Using images can provide an attractive workflow where GitLab continuous integration is used to create Docker images. Those images can then subsequently be used for running jobs where it is assured that they are in the same environment. The image can either be used directly from the repository (using the deploy username/password if private) or can be pulled and converted to a Singularity image.

Try it out

j1 = Job(name='Weather', \
         virtualization=Docker(image='uegede/weather'), \
         application=Executable(exe='weather', args=['MEL']))
j2 = Job(name='Fedora', \
         virtualization=Docker(image='fedora:latest'), \
         application=Executable(exe='cat', args=['/etc/redhat-release']))
Animation of jobs running inside containers

Singularity class

The Singularity class can be used for either Singularity or Docker images. It requires that singularity is installed on the worker node.

For Singularity images you provide the image name and tag from Singularity hub like

j=Job()
j.application=Executable(exe=File('my/full/path/to/executable'))
j.virtualization = Singularity("shub://image:tag")

Notice how the executable is given as a File object. This ensures that it is copied to the working directory and thus will be accessible inside the container.

The container can also be provided as a Docker image from a repository. The default repository is Docker hub.

j.virtualization = Singularity("docker://gitlab-registry.cern.ch/lhcb-core/lbdocker/centos7-build:v3")
j.virtualization = Docker("docker://fedora:latest")

Another option is to provide a GangaFile Object which points to a singularity file. In that case the singularity image file will be copied to the worker node. The first example is with an image located on some shared disk. This will be effective for running on a local backend or a batch system with a shared disk system.

imagefile = SharedFile('myimage.sif', locations=['/my/full/path/myimage.sif'])
j.virtualization = Singularity(image= imagefile)

while a second example is with an image located in the Dirac Storage Element. This will be effective when using the Dirac backend.
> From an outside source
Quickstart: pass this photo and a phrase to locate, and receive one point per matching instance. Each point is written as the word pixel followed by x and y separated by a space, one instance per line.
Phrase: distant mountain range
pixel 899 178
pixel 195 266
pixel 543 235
imagefile = DiracFile('myimage.sif', lfn=['/some/lfn/path'])
j.virtualization = Singularity(image= imagefile)

If the image is a private image, the username and password of the deploy token can be given like the example below. Look inside Gitlab setting for how to set this up. The token will only need access to the images and nothing else.
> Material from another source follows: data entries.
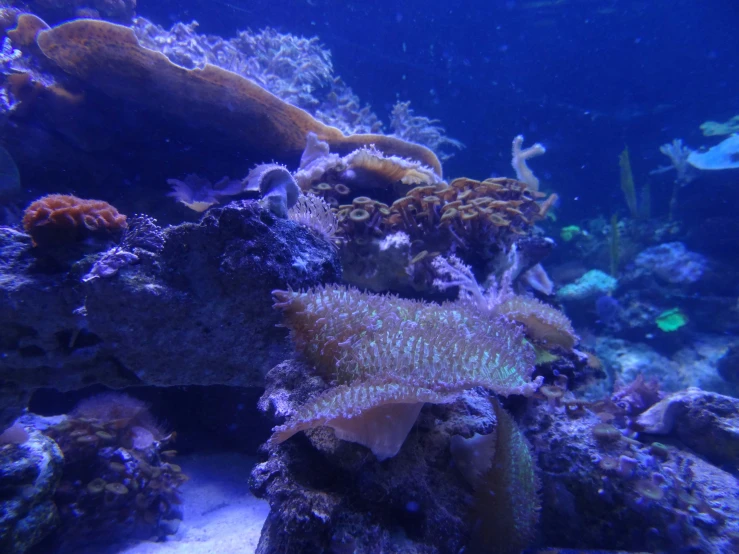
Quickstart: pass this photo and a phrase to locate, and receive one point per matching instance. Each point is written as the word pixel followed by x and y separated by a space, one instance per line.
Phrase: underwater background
pixel 318 276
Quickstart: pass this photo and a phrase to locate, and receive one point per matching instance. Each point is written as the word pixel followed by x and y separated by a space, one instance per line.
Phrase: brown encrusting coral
pixel 62 218
pixel 109 57
pixel 117 475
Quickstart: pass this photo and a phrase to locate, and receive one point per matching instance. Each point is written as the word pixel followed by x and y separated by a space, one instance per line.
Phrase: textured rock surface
pixel 199 313
pixel 623 494
pixel 29 473
pixel 334 496
pixel 706 422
j.virtualization.tokenuser = 'gitlab+deploy-token-123'
j.virtualization.tokenpassword = 'gftrh84dgel-245^ghHH'

Directories can be mounted from the host to the container using key-value pairs to the mounts option. If the directory is not vailable on the host, a warning will be written to stderr of the job and no mount will be attempted.

j.virtualization.mounts = {'/cvmfs':'/cvmfs'}

By default the container is started in singularity with the --nohome option. Extra options can be provided through the options attribute. See the Singularity documentation for what is possible.

Docker class

You can define a docker container by providing an image name and tag. Using that ganga will fetch the image from the docker hub.

j=Job()
j.virtualization = Docker("image:tag")

Ganga will try to run the container using Docker if Docker is availabe in the worker node and if the user has the permission to run docker containers. If not ganga will download UDocker which provides the ability to run docker containers in userspace. The runmode in Udocker can be changed as seen in the documentation. Using Singualarity as the run mode is not recommended; use the Singularity class above instead.

Issues to keep in mind

Awareness should be given to the load that using containers will impose on the system where they are running

  • If the file system is shared (like for the Batch and Local backends, the images pulled down from a remote repository will be cached locally.
  • If the file system is not shared (like for the LCG and Dirac backends), then images from remote repositories will be pulled for each job. This might put an excessive load on the network and/or the repository.
  • If the image for Singularity is given as a file, it will be copied to the worker node. If provided as a DiracFile object, it can be replicated to the sites where the job will be asked to run to limit the impact of pulling the image.